Chronic myeloid
leukemia (CML) is a myeloproliferative disorder,
characterized by a specific chromosomal aberration,
the Philadelphia [Ph] chromosome. The Ph chromosome
is the result of a reciprocal translocation between
the long arms of chromosomes 9 and 22, t (9; 22)
(q34; q11). The molecular consequence of this
translocation is a novel fusion gene, BCR-ABL, which
encodes a constitutively active tyrosine kinase,
implicated in pathophysiology and development of CML
[1, 2]. Imatinib mesylate currently the golden
standard for front line treatment of CML is a
selective inhibitor of the BCR-ABL tyrosine kinase
activity. Responses to imatinib occur at
hematologic, cytogenetic and molecular levels.
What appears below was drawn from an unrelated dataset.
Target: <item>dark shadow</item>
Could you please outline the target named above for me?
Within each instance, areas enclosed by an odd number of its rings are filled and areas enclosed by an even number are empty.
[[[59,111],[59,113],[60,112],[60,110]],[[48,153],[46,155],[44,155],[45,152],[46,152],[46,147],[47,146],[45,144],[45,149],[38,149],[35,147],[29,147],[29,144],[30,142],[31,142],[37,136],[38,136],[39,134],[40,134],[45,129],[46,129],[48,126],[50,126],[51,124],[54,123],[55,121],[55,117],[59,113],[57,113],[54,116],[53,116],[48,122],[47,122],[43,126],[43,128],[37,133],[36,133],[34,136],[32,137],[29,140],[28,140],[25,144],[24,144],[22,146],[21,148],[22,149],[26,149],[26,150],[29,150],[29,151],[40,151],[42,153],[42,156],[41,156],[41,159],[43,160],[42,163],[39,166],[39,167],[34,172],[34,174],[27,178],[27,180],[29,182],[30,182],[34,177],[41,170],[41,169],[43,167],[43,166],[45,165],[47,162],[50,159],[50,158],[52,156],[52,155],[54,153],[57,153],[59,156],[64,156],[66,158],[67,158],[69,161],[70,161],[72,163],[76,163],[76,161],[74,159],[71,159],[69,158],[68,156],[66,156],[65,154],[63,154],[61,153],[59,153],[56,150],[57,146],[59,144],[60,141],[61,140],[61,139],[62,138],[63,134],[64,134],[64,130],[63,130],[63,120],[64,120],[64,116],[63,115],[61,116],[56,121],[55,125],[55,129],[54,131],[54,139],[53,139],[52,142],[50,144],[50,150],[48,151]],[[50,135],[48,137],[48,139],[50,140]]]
IM
therapy now allows the majority of patients with CML
to reach CCyR - a confirmed good prognostic
indicator [3]. In different studies, 87% of patients
in chronic, 17% of patients in accelerated, and 7%
of patients in blast phases reached the important
clinical aim of Ph negativity [3-5]. Once a patient
has achieved CCyR, monitoring of residual cells is
usually performed by estimating the BCR-ABL
transcripts on a molecular level using quantitative
real-time polymerase chain reaction (QRT-PCR). A
2-log reduction in BCR-ABL transcripts correlates
with Ph negativity in CCyR. Patients achieving a
3-log reduction in BCR-ABL transcripts are defined
as having a major molecular response (MMR), a
surrogate marker closely correlating with the
probability of disease free survival [8]. Patients
failing to achieve this 3-log response, at any time
during therapy, had significantly shorter
progression-free survival [6]. After a 5 to 6 log
reduction, BCR-ABL transcripts can no longer be
detected by QRT-PCR and patients are designated as
having complete molecular response (CMR). But even
with the most sensitive QRT-PCR assay, CMR is
consistent with the persistence in the patient’s
body of up to 106 or 107 leukemic cells [7]. Due to
the proliferation of such residual cells a
significant fraction of those patients who have
responded on a deep molecular level, lose this
response and progress to advanced phase disease. The
clinical advantage of the extremely sensitive method
of QRT-PCR is to be alerted by rising transcript
levels at a very early time point, usually weeks or
even months before the onset of clinical symptoms,
allowing early therapeutic intervention with a
beneficial impact on survival.
Key words: BCR-ABL mRNA, control gene, major
molecular response, minimal residual disease.